London: Britain has stressed that it would not be intervening in any investigations into the AgustaWestland helicopter bribery case. "Prime Minister David Cameron had stated during his India visit (February 2013) that we will offer our help if asked to do so and there have been no further requests. The matter is within the Italian legal framework and we as a government will not be intervening in their investigations," a UK Trade and Industry (UKTI) spokesperson said.
He also dismissed reports that an Italian delegation was to visit London this week to specifically discuss the Rs 3,546-crore scandal under investigation by the Central Bureau of Investigation (CBI), which is looking into allegations of kickbacks received by senior Indian defence officials as part of the deal. "There is no information regarding an Italian defence ministry delegation to the UK," said a spokesperson for the Ministry of Defence.
India had suspended payments under the terms of its $750-million helicopter procurement contract following arrests at AgustaWestland and its Italian parent firm Finmeccanica. Anglo-Italian firm AgustaWestland had signed a contract to supply 12 AW101 helicopters to the Indian Air Force in 2010, when allegations of bribery emerged which are being investigated by the Italian authorities. The company maintains that it had acted correctly in reaching the deal. Finmeccanica's chairman and chief executive Giuseppe Orsi and AgustaWestland chief executive Bruno Spagnolini were arrested on corruption and tax fraud charges earlier this year.
India had suspended payments under the terms of its $750-million helicopter procurement contract following arrests at AgustaWestland and its Italian parent firm Finmeccanica.

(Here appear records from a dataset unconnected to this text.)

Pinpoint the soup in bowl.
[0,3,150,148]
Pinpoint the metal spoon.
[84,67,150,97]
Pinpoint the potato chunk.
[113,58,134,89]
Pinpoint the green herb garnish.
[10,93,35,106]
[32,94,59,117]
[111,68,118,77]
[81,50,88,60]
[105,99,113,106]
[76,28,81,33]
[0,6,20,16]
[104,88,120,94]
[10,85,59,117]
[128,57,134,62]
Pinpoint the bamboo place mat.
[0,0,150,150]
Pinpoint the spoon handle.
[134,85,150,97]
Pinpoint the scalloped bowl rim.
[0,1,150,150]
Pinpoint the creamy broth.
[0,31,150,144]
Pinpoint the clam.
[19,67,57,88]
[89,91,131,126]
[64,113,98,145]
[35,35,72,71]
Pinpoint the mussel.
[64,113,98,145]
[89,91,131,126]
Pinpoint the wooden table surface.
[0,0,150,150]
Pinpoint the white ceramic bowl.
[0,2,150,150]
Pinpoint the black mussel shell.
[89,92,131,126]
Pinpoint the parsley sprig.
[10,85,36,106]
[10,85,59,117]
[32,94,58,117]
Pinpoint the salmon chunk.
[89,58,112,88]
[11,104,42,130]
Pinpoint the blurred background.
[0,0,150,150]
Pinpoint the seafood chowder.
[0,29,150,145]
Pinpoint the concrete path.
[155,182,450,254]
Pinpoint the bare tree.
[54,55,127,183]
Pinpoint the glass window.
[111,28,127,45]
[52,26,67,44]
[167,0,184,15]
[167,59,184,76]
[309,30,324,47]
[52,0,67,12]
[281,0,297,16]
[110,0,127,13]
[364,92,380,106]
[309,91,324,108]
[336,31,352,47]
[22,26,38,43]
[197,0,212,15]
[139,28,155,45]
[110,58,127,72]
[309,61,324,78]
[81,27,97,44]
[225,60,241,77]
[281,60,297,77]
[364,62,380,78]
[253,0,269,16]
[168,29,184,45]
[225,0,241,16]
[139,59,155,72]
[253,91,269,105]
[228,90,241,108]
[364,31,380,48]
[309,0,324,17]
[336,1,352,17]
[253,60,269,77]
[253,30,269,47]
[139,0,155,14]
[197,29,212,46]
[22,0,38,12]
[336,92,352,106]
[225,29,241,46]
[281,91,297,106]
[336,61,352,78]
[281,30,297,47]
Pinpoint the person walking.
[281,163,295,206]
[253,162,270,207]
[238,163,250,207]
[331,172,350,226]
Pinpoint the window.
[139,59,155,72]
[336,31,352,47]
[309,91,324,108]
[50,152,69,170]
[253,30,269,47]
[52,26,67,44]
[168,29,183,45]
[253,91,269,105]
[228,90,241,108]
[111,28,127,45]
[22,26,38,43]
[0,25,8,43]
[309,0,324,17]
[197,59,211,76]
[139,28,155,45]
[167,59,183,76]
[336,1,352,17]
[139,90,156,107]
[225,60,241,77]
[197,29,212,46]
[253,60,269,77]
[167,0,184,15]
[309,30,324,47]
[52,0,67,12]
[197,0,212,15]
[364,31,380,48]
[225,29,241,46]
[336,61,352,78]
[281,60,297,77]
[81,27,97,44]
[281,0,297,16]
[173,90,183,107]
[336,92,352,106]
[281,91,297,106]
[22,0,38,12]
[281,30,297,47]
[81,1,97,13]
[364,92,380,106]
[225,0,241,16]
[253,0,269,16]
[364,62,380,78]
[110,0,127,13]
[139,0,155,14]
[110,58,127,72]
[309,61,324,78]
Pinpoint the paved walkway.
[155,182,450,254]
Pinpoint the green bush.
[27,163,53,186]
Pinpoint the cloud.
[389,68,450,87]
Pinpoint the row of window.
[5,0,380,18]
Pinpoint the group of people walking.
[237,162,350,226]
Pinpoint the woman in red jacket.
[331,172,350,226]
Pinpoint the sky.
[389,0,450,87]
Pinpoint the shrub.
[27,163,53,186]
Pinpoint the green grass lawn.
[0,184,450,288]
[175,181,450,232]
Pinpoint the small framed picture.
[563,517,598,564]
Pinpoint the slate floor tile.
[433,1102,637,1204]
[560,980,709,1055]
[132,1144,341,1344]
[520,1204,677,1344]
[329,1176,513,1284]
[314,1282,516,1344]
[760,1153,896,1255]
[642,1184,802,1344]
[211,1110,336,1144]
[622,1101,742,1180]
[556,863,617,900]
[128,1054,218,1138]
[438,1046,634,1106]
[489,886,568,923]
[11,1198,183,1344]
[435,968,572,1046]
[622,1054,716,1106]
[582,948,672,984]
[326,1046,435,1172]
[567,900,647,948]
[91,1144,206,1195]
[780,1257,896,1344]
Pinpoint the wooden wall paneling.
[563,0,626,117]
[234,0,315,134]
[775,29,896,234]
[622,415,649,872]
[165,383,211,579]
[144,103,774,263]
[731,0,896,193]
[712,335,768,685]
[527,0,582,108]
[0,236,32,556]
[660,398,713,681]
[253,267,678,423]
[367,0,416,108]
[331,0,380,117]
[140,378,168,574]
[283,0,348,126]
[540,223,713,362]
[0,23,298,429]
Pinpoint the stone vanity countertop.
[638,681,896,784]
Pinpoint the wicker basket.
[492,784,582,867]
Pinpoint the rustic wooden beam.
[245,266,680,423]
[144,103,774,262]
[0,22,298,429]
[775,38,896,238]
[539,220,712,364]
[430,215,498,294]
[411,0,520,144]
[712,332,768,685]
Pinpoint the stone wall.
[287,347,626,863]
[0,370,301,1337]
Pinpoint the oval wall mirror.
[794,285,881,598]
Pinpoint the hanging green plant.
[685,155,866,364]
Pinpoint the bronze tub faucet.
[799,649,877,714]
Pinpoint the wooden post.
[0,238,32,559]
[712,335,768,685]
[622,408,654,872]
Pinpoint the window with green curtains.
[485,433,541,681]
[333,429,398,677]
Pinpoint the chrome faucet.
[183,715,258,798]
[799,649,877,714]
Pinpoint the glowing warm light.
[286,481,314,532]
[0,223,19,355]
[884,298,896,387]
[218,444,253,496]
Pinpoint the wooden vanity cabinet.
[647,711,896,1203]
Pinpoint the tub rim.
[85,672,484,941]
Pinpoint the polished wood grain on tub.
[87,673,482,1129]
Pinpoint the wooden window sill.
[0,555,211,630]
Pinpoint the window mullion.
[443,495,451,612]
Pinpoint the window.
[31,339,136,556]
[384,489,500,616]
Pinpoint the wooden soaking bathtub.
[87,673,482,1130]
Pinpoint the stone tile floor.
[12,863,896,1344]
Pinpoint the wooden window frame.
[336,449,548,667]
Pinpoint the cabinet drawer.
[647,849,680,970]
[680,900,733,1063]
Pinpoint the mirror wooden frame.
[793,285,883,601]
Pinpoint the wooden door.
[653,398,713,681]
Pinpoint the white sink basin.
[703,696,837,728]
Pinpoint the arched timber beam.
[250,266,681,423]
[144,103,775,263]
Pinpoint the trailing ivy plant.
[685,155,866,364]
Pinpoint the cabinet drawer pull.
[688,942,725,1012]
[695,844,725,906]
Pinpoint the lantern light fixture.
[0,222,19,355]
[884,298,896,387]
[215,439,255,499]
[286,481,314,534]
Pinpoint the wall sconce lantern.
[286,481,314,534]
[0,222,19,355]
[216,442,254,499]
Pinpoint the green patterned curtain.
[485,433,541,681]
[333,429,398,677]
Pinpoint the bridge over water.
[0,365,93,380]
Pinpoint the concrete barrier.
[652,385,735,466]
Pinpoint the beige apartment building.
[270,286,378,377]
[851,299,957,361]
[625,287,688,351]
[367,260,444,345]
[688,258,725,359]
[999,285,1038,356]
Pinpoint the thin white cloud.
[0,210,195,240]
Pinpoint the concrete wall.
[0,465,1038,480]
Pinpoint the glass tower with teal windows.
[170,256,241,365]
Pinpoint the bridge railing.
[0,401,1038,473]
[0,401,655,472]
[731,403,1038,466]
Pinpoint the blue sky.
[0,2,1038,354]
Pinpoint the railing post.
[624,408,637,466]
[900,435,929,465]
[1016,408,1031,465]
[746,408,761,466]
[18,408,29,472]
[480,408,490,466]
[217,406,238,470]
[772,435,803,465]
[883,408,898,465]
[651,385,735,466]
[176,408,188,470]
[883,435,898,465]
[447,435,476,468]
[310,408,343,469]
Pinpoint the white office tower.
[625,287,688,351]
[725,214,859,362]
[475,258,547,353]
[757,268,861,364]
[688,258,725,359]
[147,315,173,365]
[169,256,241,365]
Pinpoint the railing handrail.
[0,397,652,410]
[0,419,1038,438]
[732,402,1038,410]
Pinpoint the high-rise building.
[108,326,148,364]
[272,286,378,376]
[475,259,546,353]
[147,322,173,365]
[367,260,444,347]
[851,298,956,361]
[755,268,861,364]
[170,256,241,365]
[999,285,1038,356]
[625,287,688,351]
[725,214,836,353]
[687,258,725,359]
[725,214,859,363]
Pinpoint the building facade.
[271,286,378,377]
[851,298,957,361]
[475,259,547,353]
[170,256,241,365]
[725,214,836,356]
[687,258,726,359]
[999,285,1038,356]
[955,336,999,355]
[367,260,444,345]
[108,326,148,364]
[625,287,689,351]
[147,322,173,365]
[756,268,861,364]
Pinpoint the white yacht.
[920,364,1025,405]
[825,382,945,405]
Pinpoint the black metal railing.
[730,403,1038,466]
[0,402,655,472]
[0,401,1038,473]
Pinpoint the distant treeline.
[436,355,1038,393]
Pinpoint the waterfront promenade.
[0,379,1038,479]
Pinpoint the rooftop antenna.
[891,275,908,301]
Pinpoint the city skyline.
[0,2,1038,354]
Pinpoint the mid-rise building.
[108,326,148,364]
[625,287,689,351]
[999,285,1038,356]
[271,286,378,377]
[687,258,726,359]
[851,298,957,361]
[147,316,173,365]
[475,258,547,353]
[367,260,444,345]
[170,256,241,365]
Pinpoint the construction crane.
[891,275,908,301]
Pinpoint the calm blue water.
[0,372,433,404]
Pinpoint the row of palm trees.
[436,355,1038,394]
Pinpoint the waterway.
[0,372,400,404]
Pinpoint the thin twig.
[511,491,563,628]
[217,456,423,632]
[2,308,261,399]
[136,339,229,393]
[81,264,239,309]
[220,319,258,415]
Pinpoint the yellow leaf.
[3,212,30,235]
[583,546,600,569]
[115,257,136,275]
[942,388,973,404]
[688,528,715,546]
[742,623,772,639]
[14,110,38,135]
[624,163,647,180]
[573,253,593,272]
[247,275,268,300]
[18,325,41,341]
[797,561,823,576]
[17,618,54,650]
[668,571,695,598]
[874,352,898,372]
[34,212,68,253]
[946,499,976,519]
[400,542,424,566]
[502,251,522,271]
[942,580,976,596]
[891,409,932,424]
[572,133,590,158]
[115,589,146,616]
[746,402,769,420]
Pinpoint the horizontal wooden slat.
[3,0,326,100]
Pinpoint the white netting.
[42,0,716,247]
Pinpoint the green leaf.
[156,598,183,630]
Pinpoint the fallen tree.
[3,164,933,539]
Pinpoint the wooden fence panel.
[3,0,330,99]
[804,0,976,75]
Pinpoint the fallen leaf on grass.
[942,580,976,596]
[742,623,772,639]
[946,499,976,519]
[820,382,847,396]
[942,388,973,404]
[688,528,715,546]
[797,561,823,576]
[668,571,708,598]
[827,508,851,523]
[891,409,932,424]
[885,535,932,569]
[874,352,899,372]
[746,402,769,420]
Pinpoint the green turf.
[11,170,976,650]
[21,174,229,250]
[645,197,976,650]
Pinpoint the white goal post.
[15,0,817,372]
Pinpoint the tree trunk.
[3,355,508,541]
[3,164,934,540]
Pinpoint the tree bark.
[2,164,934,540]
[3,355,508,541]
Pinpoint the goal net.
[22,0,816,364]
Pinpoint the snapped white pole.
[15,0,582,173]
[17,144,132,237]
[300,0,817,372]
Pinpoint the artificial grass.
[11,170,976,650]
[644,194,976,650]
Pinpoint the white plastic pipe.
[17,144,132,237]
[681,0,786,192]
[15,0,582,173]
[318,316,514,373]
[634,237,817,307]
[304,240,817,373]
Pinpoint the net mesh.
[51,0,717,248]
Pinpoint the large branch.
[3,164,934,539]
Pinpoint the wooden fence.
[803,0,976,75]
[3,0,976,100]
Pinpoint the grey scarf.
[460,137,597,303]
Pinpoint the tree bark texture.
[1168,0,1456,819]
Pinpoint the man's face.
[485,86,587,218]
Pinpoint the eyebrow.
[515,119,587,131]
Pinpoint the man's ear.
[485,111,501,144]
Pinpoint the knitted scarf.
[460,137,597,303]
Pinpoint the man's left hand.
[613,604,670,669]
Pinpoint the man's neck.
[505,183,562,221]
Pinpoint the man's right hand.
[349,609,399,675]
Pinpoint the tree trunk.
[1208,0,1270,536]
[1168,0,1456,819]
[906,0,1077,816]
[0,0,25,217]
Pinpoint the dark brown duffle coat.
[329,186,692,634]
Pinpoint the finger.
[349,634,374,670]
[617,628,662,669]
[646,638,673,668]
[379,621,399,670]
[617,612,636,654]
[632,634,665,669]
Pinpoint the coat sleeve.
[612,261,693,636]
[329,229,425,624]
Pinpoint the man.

A Finmeccanica UK spokesperson said there was 'no information' of an Italian ministerial team coming to the UK as part of the investigations. The company faces being blacklisted in India for at least five years if investigators prove any bribery charges. Meanwhile, AgustaWestland was recently chosen as the supplier of the UK Department of Transport's latest search and rescue (SAR) helicopters as part of a contract with the Bristow Group. The deal is valued at about 275 million pounds and includes the supply of 11 AW189 SAR variant and related training, maintenance and support services.